# Hooch - young male GSD in kill shelter in Huoma LA



## mlnedeau (Mar 14, 2011)

Petfinder Adoptable Dog | German Shepherd Dog | Houma, LA | Hooch


----------



## MaggieRoseLee (Aug 17, 2001)

mlnedeau said:


> Petfinder Adoptable Dog | German Shepherd Dog | Houma, LA | Hooch


Mineduea, thanks for finding the pup but even more helpful if you can put up the info too! :thumbup:

He's stunning! 

Hooch is a young adult male black and tan German Shepherd. He isa gorgeous animal who when fed a good diet will be magnificient. Hooch walks good on a leash, is people and dog friendly, and obeys simple commands . He is willing to please, which will make him easy to train. Hooch will make a wonderful addition to any family wanting a larger sized dog to become part of their family. He is on a stray hold until March 17 (waiting for an owner to come forward to claim).

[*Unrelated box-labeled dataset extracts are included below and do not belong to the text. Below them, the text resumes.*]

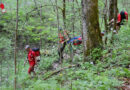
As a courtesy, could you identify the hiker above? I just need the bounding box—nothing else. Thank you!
[109,11,128,30]
[67,36,82,46]
[58,28,69,60]
[25,45,37,76]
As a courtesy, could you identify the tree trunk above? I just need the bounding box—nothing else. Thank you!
[62,0,66,29]
[113,0,117,30]
[109,0,114,21]
[82,0,102,61]
[14,0,19,90]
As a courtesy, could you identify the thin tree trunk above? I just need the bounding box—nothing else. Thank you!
[104,0,109,44]
[82,0,102,61]
[114,0,117,30]
[109,0,114,21]
[62,0,66,29]
[14,0,19,90]
[111,0,118,43]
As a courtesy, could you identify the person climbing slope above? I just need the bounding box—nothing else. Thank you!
[109,11,128,30]
[58,28,69,60]
[25,45,37,76]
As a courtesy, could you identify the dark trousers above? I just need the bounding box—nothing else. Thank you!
[58,42,66,60]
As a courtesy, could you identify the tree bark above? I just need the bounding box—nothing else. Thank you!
[113,0,117,30]
[14,0,19,90]
[109,0,114,21]
[82,0,102,61]
[62,0,66,29]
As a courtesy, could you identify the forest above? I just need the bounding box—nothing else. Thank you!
[0,0,130,90]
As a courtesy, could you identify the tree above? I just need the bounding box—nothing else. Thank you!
[109,0,114,21]
[82,0,102,61]
[62,0,66,29]
[14,0,19,90]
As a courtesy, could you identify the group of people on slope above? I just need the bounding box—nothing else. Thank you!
[25,11,128,76]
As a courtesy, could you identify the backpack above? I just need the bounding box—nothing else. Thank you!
[120,11,126,21]
[73,37,82,45]
[32,48,41,62]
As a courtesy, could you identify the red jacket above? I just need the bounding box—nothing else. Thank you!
[117,11,128,23]
[28,50,36,63]
[59,33,65,43]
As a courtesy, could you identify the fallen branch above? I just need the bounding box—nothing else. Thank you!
[44,64,80,80]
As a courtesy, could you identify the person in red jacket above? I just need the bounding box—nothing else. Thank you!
[117,11,128,26]
[58,28,69,60]
[109,11,128,30]
[25,45,37,76]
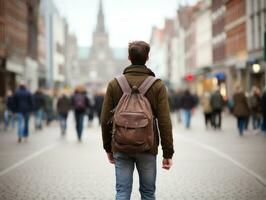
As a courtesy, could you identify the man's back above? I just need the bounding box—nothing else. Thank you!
[101,41,174,200]
[101,65,173,157]
[14,87,33,113]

We are accepting adoption requests at this time. 

*Hooch*
*Terrebonne Parish Animal Shelter*
Houma, LA
(985) 873-6709 
[email protected]


----------



## KZoppa (Aug 14, 2010)

wow he is gorgeous! bump!!!


----------



## Anja1Blue (Feb 27, 2008)

Wowza - what a beautiful boy! Bump for Hooch.....
__________________________________________
Susan

Anja SchH3 GSD
Conor GSD
Blue BH WH T1 GSD - waiting at the Bridge :angel:


----------



## TriadGSD (Feb 19, 2011)

nice dog im jealous


----------



## spyla (Jul 1, 2010)

bump


----------



## Angela (Mar 22, 2011)

I called them and he is being adopted today.


----------